Australia reaches deal with China to settle barley dispute

Foreign Minister Penny Wong says Australia will suspend WTO complaint after China agreed to review tariffs.

[File: Pascal Rossignol/Reuters]

Australia said Tuesday it was inching closer to “stabilising” its fraught relationship with China, as the two countries moved to solve a festering trade dispute over barley exports.

The once-cosy trading relationship has soured in recent years as Australia sought closer military ties with the United States and China vied for influence in the Pacific.

Beijing slapped hefty tariffs on key commodities such as barley, beef and wine in 2020 at the height of a bitter dispute inflamed by Australia’s former conservative government.

Australia retaliated by complaining to the World Trade Organization, alleging China had breached international obligations by artificially jacking up tariffs “without justification”.

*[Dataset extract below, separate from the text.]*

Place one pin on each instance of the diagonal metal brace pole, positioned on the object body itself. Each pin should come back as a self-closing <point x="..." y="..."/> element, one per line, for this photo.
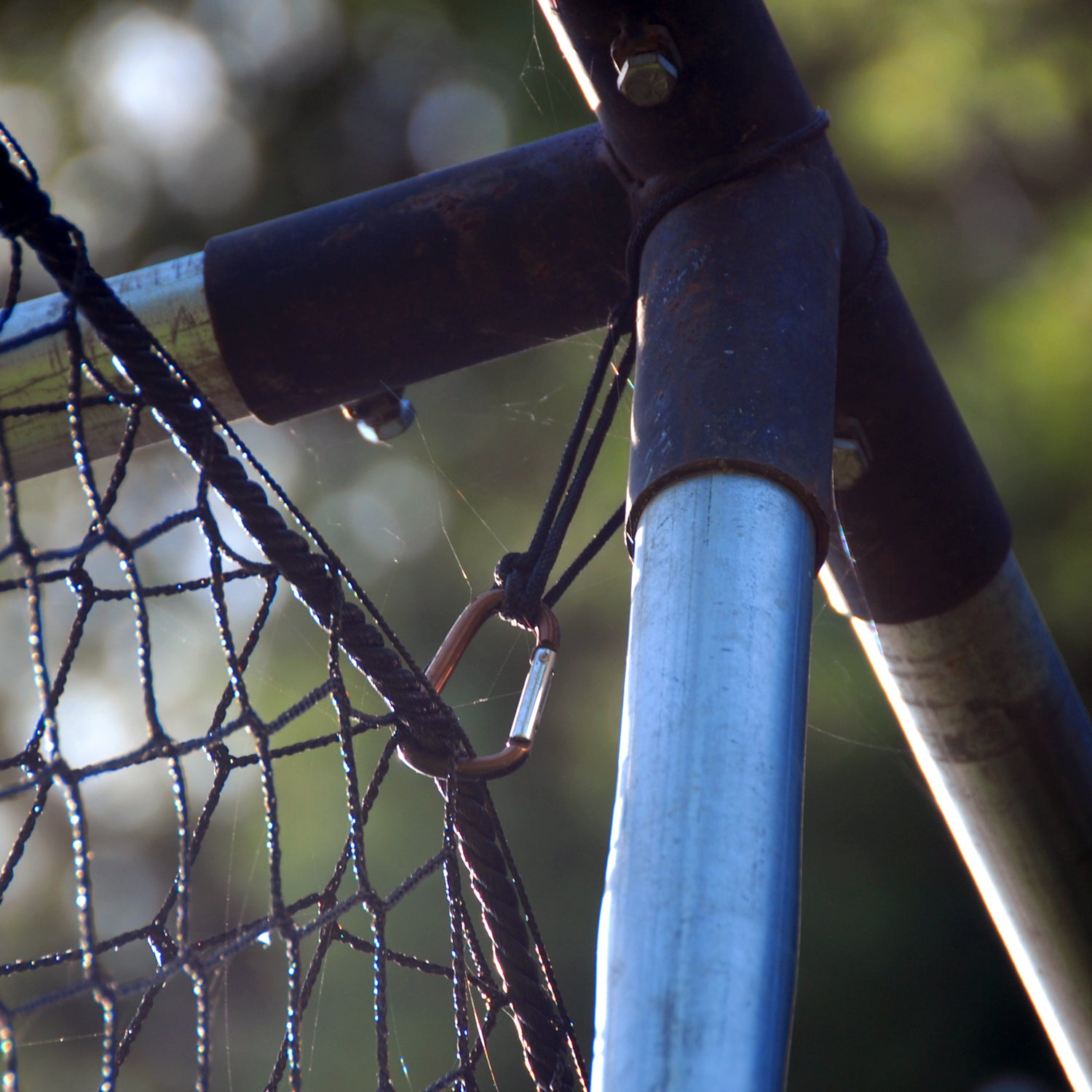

But the country’s centre-left government has adopted a far less confrontational stance since its election in May last year, prioritising the resumption of trade.

In the latest sign of thawing tensions between the countries, Foreign Minister Penny Wong said Australia would be temporarily suspending its complaint after China had agreed to review its barley tariffs.

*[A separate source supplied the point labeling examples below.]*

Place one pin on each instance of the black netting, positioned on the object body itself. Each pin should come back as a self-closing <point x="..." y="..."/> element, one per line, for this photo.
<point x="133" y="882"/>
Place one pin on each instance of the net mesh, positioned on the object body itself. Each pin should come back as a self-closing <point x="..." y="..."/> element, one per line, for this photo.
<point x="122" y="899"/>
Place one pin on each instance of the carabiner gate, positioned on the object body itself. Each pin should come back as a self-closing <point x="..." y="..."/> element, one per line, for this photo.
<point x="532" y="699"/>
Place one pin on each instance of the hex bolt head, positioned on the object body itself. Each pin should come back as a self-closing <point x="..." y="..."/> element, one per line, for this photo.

“We have made it clear that we believe there’s no justification for the measures that China introduced in relation to barley,” she told reporters.

“We have also made clear that we believe it is in both countries’ interests for these trade impediments to be removed.”

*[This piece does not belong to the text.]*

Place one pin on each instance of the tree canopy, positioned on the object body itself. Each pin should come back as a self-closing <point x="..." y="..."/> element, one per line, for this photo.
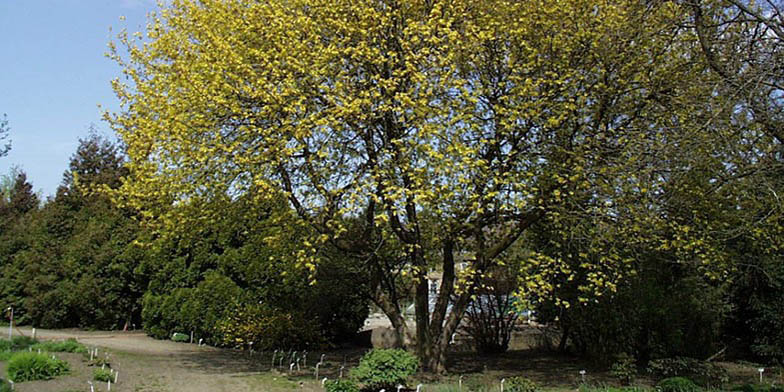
<point x="410" y="134"/>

Wong, who visited Beijing in December, said this demonstrated that Australia was slowly “stabilising the relationship with China”.

The tariffs, as well as an unofficial ban on Australian coal, are estimated to have cost more than 5 billion Australian dollars ($3.47bn) in lost revenue from China.

Meanwhile, Beijing has confirmed that Vice Minister for Foreign Affairs Ma Zhaoxu will travel to Australia later this week, making him one of the most senior officials to visit in years.

Australia faces a difficult balancing act – China is its largest trading partner, but the United States is a crucial military ally.

Canberra angered Beijing in March by announcing it would buy nuclear-powered submarines from the  US as part of an ambitious plan to bulk up Western muscle in the Asia-Pacific.